Results 503 children with T21 have been screened for DA, 22 new cases have been diagnosed. All of these children had poor language skills or were non-verbal. Only 11% of the parents suspected that their child may have arthritis prior to attending our screening clinics, and this was only after reading our recruitment literature. In total, we now have 33 children attending our centre with DA (combining cases attending pre-dating the start date of the study). This suggests the prevalence of DA in Ireland is 18–21/1000.

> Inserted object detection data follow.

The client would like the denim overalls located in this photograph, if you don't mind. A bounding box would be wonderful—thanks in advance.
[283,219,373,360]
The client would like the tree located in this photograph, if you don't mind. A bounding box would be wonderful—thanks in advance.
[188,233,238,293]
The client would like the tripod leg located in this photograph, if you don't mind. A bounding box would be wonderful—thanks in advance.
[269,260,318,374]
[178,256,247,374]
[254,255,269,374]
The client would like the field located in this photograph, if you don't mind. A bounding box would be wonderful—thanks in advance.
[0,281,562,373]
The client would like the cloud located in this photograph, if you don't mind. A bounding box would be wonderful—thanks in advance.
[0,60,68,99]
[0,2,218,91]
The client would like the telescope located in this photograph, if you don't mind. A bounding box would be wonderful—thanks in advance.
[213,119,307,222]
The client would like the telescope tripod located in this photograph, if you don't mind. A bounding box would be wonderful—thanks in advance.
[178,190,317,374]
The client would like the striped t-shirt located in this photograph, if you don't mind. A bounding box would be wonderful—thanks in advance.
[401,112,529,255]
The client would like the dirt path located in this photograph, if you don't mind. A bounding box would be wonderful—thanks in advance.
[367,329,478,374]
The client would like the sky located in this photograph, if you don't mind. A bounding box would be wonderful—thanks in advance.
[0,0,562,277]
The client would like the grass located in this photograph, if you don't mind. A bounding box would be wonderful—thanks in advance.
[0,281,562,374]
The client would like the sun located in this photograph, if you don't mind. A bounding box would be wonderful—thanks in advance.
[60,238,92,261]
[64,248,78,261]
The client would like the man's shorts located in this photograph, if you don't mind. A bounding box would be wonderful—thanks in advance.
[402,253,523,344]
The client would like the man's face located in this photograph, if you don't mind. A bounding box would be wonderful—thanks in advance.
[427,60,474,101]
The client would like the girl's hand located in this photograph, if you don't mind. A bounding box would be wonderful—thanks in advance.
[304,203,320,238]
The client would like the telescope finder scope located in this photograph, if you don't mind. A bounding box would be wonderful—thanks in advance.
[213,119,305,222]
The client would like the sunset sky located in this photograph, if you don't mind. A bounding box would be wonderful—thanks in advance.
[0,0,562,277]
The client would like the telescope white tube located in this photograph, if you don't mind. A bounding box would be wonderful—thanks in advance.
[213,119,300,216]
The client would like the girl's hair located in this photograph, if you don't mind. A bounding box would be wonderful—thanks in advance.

The majority of children presented with a polyarticular pattern of disease. No cases of uveitis have been observed to date. 88% of the DA cohort had small joint involvement of the hands, significantly higher than that observed in the JIA comparison group. Erosive changes were reported on X-Ray in 29.2% of the DA cohort (9.5% in the JIA Cohort). Methotrexate-associated nausea was a significant barrier to treatment with this DMARD in DA. There was a significant delay in diagnosis of DA, 1.7 years v 0.7 years in the JIA cohort.

Conclusions Children with T21 are at increased risk of developing arthritis. There is a lack of awareness of this risk among health care professionals & the general public at large. This almost certainly contributes to poor recognition of the disease and a delay in diagnosis. The predominant pattern of disease is polyarticular small joint arthritis. Treatment with standard protocols used in JIA is complicated by drug-associated side effects in children with T21. However, a good response to treatment with steroid intra-articular joint injections has been observed. Our study has raised a number of questions. Future research to accurately define this disease & identify best practice with regards to treatment would be invaluable. We advocate that all children with T21 should have annual musculoskeletal examination as part of their health surveillance programme.